Jonas durchstand immer wieder lebensbedrohliche Situationen. »Beim ersten Mal, das ich miterlebte, rannten wir während der Rückfahrt von einer Wanderung in England zum Zug, als Peter plötzlich Atemprobleme bekam«, erinnert sich seine Frau Barbara Burgdorf. »Später wurde ihm ein Stent gesetzt. Wir waren vorher tagelang gewandert. Er hätte auf der Stelle am Bahnsteig tot umfallen können.«27
Nach Aufenthalten im Krankenhaus kehrte Jonas meist sofort an seinen Arbeitsplatz zurück. Seine Aufgaben durften nicht unter seiner Krankheit leiden, am liebsten sollten die Kolleginnen und Kollegen nichts davon erfahren. Seine Disziplin, auch beim Yoga und Pilates, ermöglichte ihm diese Form der Bewältigung, die in manchen Momenten auch schlicht Verdrängung war. Ihn zeichnete »seine Präsenz im Hier und Jetzt« aus, schilderte Jutta Allmendinger, die Präsidentin des Wissenschaftszentrums für Sozialforschung Berlin (WZB), an dem er sich nach seinem Ruhestand engagierte, ihre Wahrnehmung von ihm. »Sein carpe diem.
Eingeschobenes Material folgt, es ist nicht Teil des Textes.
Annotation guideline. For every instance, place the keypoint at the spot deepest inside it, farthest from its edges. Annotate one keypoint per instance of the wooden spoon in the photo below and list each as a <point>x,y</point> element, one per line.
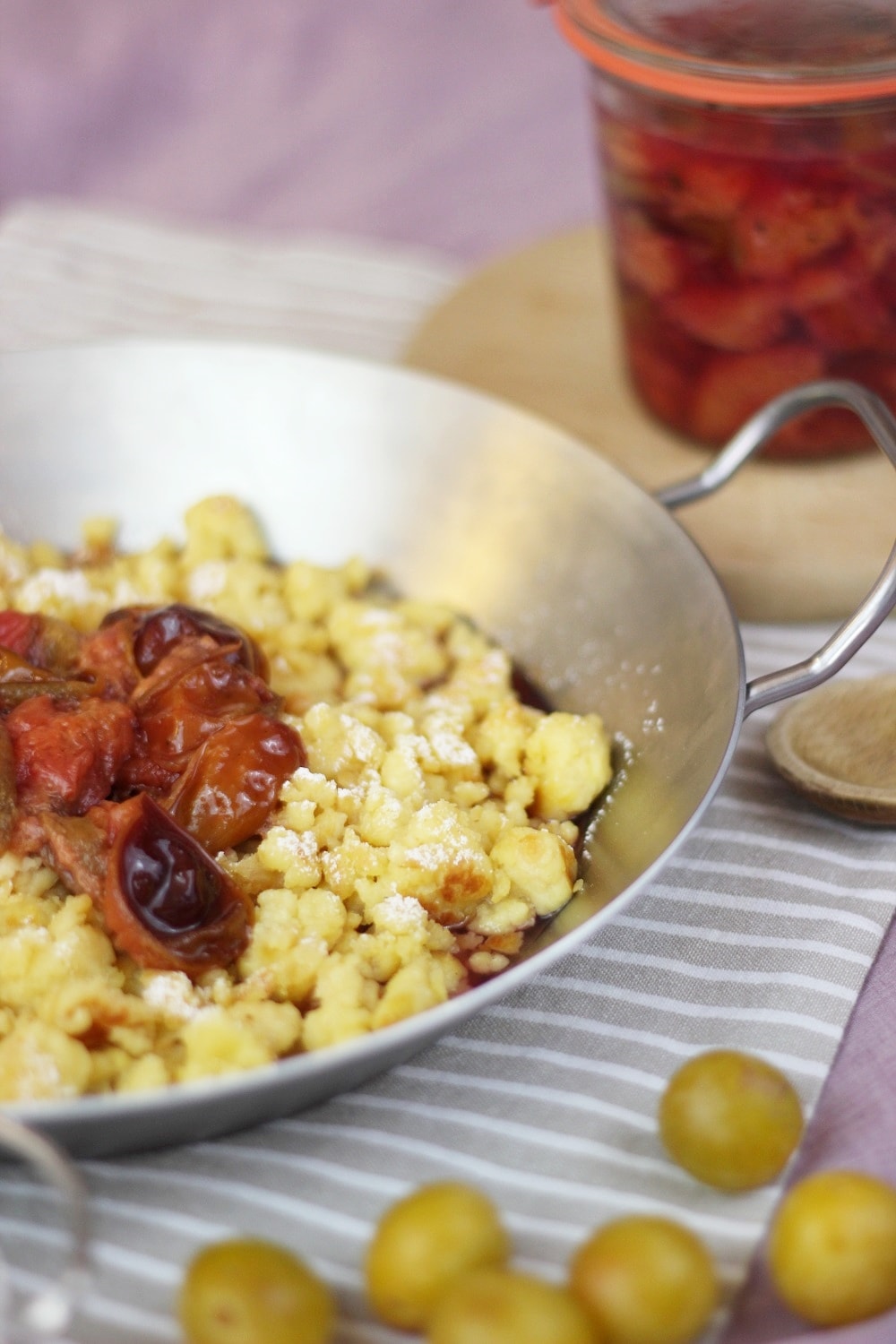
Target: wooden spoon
<point>837,746</point>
Nichts wurde verschoben. Ganz anders als bei Menschen, denen die Endlichkeit des Lebens nicht vor Augen steht.«28
Beim zweiten Kongress der European Organisation for Research and Treatment of Cancer 2016 in Brüssel wurde er, als Überlebender einer Krebserkrankung, eingeladen, den Eröffnungsvortrag zu halten und darüber zu sprechen, vor welchen Herausforderungen an Krebs erkrankte Menschen stehen, deren unmittelbare Therapie beendet wurde und die nun in den gesellschaftlichen Alltag zurückkehren wollen. Eindrücklich schilderte er, wie schwierig es für ihn war, in den verschiedenen Ländern, in denen er lebte, überhaupt eine Krankenversicherung abschließen zu können. In seinem Vortrag forderte er die Krankenversicherungen explizit auf, ihr Geschäftsgebaren zu ändern und die Realität der Krebsüberlebenden anzuerkennen.29 Eine besondere Genugtuung muss es für ihn gewesen sein, als nach seinem Vortrag ein älterer Herr auf ihn zutrat und sich als der Chicagoer Assistenzarzt vorstellte, der 1976 das Protokoll abtippen musste, das die Prognose enthielt, Jonas würde nur noch ein Jahr leben.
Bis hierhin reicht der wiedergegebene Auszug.